When young Lucien Carr left his hometown of St. Louis to study at Columbia University in the early forties, he was setting off a chain reaction that would have effects beyond what he could have possibly imagined. An older St. Louis man named David Kammerer was in love with Carr (who was heterosexual) and followed him to New York. Carr would eventually be jailed for Kammerer’s murder, but before then Carr would bring a young and impressionable Allen Ginsberg to Kammerer’s apartment, where Ginsberg met an odd friend of Kammerer’s, another native of St. Louis named William S. Burroughs. Thus two of the elements of the peculiar chemical reaction known as the Beat Generation were now in place.

Unlike Denver, St. Louis did not have much romantic appeal to the Beats, and they did not often visit there. It’s a pleasant city, though, with a huge white arch on the banks of the Mississippi River, representing the gateway to the West.
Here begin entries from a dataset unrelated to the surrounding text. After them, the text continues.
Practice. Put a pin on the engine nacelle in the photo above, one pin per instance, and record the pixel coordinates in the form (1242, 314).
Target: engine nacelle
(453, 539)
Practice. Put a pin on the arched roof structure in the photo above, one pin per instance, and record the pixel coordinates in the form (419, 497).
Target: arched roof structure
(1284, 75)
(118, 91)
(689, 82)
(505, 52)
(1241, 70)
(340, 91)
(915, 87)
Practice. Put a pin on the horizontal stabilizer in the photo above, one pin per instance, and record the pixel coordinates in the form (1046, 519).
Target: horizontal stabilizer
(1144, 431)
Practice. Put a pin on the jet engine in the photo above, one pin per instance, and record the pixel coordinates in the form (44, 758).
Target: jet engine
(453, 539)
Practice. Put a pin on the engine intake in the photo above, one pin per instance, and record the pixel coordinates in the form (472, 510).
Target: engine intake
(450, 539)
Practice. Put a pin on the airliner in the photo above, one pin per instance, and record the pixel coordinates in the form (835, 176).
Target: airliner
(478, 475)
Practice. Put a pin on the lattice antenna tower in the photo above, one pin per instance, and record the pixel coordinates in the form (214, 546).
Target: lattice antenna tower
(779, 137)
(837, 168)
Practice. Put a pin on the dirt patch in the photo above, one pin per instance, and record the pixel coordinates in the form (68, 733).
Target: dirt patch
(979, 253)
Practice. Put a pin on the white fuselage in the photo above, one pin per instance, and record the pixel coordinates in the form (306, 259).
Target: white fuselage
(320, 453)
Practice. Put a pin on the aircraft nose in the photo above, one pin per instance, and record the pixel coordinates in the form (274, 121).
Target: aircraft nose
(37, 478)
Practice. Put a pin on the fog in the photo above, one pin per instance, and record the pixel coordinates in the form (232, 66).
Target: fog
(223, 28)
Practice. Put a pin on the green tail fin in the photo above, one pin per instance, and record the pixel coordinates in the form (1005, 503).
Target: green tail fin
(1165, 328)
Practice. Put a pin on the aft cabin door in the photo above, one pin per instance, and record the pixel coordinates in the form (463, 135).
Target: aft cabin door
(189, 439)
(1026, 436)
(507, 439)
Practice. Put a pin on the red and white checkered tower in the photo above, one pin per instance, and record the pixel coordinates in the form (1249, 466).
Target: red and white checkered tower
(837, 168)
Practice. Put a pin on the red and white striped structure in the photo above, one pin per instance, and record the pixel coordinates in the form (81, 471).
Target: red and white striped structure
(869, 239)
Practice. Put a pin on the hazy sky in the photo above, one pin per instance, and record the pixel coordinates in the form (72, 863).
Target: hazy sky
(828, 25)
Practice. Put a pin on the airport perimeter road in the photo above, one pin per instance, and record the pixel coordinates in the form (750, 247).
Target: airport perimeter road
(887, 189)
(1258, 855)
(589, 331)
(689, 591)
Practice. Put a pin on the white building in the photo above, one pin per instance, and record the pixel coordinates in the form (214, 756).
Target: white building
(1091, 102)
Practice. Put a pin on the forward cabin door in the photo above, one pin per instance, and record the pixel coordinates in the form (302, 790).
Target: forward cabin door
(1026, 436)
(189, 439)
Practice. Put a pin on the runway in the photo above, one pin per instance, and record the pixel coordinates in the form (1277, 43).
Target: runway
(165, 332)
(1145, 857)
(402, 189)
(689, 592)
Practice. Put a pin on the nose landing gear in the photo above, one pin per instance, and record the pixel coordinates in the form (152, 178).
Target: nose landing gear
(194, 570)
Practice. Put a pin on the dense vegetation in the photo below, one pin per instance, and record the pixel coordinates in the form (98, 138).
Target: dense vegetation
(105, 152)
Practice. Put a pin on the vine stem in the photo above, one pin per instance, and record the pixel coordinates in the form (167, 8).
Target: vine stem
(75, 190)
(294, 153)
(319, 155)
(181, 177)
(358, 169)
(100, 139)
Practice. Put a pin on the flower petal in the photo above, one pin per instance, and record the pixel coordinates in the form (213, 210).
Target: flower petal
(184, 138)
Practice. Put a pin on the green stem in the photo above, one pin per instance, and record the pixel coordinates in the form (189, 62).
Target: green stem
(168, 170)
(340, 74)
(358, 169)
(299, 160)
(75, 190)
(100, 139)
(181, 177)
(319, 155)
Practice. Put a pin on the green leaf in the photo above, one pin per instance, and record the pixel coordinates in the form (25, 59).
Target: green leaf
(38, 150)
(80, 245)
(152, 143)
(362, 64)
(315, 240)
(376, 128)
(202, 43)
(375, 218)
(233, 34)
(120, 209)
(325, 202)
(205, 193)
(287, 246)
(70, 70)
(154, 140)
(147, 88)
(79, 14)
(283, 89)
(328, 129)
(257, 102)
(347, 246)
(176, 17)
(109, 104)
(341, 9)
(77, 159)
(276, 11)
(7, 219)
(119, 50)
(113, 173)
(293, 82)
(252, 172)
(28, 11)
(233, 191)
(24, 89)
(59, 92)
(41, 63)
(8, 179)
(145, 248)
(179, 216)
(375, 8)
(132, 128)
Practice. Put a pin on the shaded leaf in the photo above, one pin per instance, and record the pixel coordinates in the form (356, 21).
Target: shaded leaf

Besides William S. Burroughs, St. Louis has been the birthplace of several other seminal figures, such as T. S. Eliot, who promptly left to become as British as he possibly could, so that today half the people who’ve heard of T. S. Eliot think he was British. Even more cool was Chuck Berry, who once recorded an album called ‘From St. Louis to Liverpool,’ but never claimed to actually be British himself. I’m a huge Chuck Berry fan (come on, the guy is a lyrical genius), and years ago when I was married I dragged my wife with me on a trip to St. Louis to search out the house where Berry lives, in a suburb called Wentzville (George Thorogood wrote a song about this town, ‘Back to Wentzville’). We found Chuck listed in the phone book, gazed in wonder at his large estate, and went back to the hotel. I don’t think my choice of a vacation spot particularly helped the marriage, in retrospect. We also took an elevator to the top of the Arch, and drove through the streets of East St. Louis, Illinois, one of the most impoverished areas in the country, where Chop Suey joints and honky-tonks line the streets. I wished Jack Kerouac could have seen the town as I saw it that day. I think he would have found quite a few Dharma Bums there.